And if there’s one singular line that points to the absurdity of it all, it’s this from league president Matt Lawdermilk:
“The 4-year-olds play flag,” Matt said. “They can’t sign their name so they just scribble.”
Lawdermilk told WSJ he started the letters in 2014, two years after founding the league, to deter coaches from recruiting players already on a team. As Armstrong writes, “as with so many issues in youth sports, the adults were getting out of hand.”
Coaches would approach parents at major events and recruit their kids. According to WSJ, families went tent to tent at a celebration to get free food and hear coaches’ pitches.
Megan Lawdermilk, the league manager and Matt’s wife, said they “had to draw the line.”

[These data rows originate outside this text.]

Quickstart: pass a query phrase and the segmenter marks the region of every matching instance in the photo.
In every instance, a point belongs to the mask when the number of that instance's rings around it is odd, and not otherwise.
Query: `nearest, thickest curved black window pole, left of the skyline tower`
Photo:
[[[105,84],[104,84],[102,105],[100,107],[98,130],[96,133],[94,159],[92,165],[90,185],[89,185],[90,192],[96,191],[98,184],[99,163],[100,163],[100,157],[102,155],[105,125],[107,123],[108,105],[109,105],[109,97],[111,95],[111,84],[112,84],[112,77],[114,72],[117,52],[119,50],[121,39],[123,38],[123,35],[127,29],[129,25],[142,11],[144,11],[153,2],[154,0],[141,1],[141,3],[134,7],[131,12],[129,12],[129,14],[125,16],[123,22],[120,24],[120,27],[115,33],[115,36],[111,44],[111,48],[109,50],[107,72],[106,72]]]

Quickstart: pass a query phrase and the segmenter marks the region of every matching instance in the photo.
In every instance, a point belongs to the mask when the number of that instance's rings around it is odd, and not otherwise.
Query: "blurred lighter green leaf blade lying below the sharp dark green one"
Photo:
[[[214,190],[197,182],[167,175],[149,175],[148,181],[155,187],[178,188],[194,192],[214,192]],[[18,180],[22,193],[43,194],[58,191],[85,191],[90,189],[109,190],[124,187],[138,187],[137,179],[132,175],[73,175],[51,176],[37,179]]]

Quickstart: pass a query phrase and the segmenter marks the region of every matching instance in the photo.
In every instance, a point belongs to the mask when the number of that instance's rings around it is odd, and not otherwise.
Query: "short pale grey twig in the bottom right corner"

“Once the kids sign, we take a picture of them signing with the coaches so other coaches can’t go and bug ’em, make promises, which they’ve done in the past.”
The players, parents, “Team Mom” and coach all sign contracts stating their commitment to a team. There are approximately 1,500 kids in the league.
The letters are not legally binding, though the parents’ contracts can be terminated and consequences include permanent removal from the league.
The introduction of commitment letters turned into elaborate signing ceremonies centered around birthdays with some players drawing it out like LeBron James’ infamous “The Decision,” according to WSJ.
Champions earn rings, coaches are always on the lookout for talent and parents pay anywhere from $140 for flag to $235 for tackle. (Cheer, grouped with football leagues at the youth level, is upwards of $315.) That’s more than double a standard rate for recreation youth football leagues, even in places with higher costs of living.
All in the hopes it will ultimately lead to a final letter of intent that’s evolved from the scribble.